Kureyzaoğulları, kendileri hakkındaki hükmün, Sa’d bin Muaz tarafından verilmesini istediler. Bu arada Sa’d b. Muaz yaralıydı. Müşriklerin attığı bir ok koluna isabet etmiş, atar damarını kesmişti. Peygamberimiz bizzat O’na hekimlik yapmış ve üç kez yarasını dağlamıştı. Ancak bu şekilde akan kan durmuştu.
Kendisine hakemlik yapma teklifi geldiğinde, Mescid’in avlusunda kurulan bir çadırda tedavi görüyordu. Bu çadırda Rüfeyde Hatun isimli bir kadın sahabi, gönüllü hemşirelik yapıp, yaralıları tedavi ediyordu.
Sa’d b. Muaz’ı o çadırdan alıp, bir bineğe bindirdiler ve Kureyzaoğulları yurduna götürdüler. Sa’d, hakemlik vazifesinin gereğini yaptıktan sonra tekrar çadıra girdi. Hendek’te aldığı yaranın ağır olduğunu anlayan bu lider şahsiyet, daha önce Allah’a şöyle bir niyazda bulunmuştu:
"Ey Allah'ım! Eğer Kureyş müşrikleriyle herhangi bir çarpışma daha bıraktınsa, beni de o çarpış¬mada bulunmak üzere sağ bırak. Çünkü Resulüne işkence ve kötülük yapan, onu yalanlayan ve yurdundan çıkaran o Kureyş kavmiyle çarpışmayı istediğim kadar, savaşmak istediğim başka bir kavim daha yoktur. Ey Allah'ım! Eğer bizimle onlar arasındaki çarpışma bu kadarla kalacaksa, aldığım yarayı benim için şehitliğe sebep kıl.”
Hz. Âişe der ki: "Mescitte, Sa'd b. Muaz'ın bulunduğu çadırın yanı başında, Gıfâr oğullarından bazı kişilere ait bir çadır daha vardı. Onlar kendi hallerinde oturup dururlarken, bir de bakmışlar ki, kendilerine doğru bir kan akıp geliy¬or. Meğer Sa'd'ın yarası deşilmiş, kan akıp duruyormuş.”
Allah yapılan duayı kabul etmiş ve Mekke ile yapılacak başka bir savaş kalmadığı için Sa’d b. Muaz’ı şehid olarak katına almıştı.

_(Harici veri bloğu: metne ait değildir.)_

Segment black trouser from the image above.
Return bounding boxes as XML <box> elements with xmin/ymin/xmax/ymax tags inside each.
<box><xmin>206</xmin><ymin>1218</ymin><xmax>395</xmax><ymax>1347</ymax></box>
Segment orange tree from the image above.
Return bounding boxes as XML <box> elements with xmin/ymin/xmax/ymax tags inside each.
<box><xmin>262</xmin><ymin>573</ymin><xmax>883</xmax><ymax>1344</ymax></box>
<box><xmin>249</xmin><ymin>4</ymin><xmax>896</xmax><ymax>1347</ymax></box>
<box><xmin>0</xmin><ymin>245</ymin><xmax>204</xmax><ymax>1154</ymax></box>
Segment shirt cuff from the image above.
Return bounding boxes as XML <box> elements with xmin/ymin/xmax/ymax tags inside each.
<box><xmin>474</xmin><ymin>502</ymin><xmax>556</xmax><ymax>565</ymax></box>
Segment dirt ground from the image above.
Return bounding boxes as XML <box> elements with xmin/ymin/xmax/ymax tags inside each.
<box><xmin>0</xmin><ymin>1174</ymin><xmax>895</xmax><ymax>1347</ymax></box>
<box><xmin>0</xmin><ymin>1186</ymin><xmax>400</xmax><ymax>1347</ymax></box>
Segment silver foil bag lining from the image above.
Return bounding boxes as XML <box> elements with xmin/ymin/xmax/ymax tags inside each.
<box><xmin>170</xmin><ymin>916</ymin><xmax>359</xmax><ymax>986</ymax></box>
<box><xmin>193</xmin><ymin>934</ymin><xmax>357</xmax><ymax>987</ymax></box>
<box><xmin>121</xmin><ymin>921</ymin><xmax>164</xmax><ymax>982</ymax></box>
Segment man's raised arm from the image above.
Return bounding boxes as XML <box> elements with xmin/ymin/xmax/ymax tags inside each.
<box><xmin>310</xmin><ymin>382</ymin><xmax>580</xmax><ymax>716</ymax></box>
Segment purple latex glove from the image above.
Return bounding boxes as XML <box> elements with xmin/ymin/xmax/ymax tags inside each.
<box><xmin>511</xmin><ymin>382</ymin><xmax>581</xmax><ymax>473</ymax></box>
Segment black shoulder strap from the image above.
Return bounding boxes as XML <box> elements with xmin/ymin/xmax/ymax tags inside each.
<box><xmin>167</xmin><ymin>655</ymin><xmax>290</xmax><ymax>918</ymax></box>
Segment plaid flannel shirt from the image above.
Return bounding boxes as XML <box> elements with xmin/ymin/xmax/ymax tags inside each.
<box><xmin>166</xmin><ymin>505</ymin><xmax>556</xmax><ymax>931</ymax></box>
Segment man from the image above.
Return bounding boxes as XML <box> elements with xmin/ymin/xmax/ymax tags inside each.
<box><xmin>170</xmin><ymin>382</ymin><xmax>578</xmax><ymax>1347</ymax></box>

2020 yılı itibariyle Mekke fethinin 1390. yılını idrak edeceğiz. Allah’tan fetihler dileyecek durumda mıyız, tam emin değilim. Ama siyerin o kutlu sayfalarında, fetihlerin kodları yazılmış durumdadır. Herkes kendisi için alacağını alsa, herhalde onlara fetihler nasip eden Allah, bizlere de kapılar açacaktır.
Yeter ki ashabı kendimize örnek alıp, onlar gibi arzu edelim.